By Farid Zakaria | Nation Of Change
November 7 2011

Belmont ReportA new policy brief faults prominent institutions and drug companies like Pfizer, Columbia University, Johns Hopkins University, and Population Council, for their involvement in unethical and illegal human experimentation in Africa.

The report is titled “Non-Consensual Research in Africa: The Outsourcing of Tuskegee” in reference to the illegal human experiment conducted in Tuskegee, Alabama, between 1932 and 1972 by the US Public Health Service. In that experiment, some 600 impoverished African-American men were observed in a study on the progression of untreated syphilis. Some of the men were intentionally infected with the disease and all of them were denied the cure. Regrettably, the report notes, no one was held accountable for this crime against humanity.

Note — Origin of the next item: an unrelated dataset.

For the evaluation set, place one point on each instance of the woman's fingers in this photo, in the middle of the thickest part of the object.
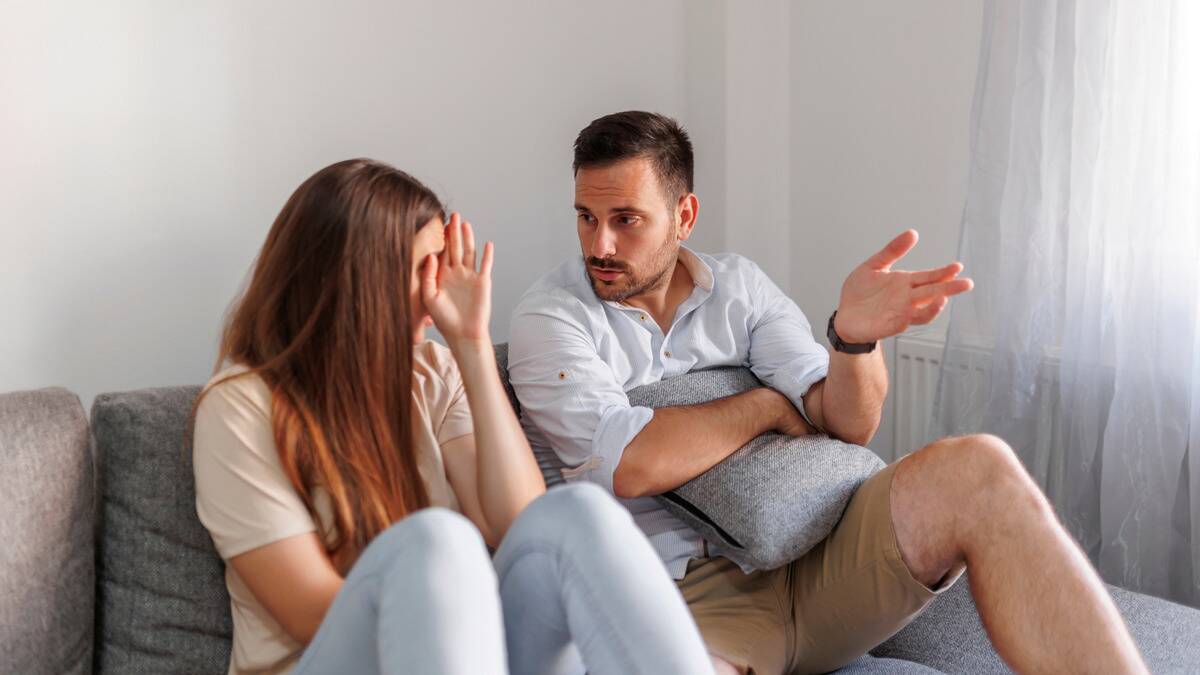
(485, 268)
(468, 246)
(430, 279)
(454, 242)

The new report details human experiments led by US researchers and drug companies on Africans who are typically undereducated, poor, and lack full understanding of their rights. The human subjects often are led to believe that they are receiving medical treatment from governmental health services or health ministries.

These practices hearken back to the appalling experiments carried out by US researchers in Guatemala in the 1940s where hundreds of Guatemalans were deliberately infected with sexually transmitted diseases without information or consent. President Obama formally apologized to Guatemala for these experiments last year.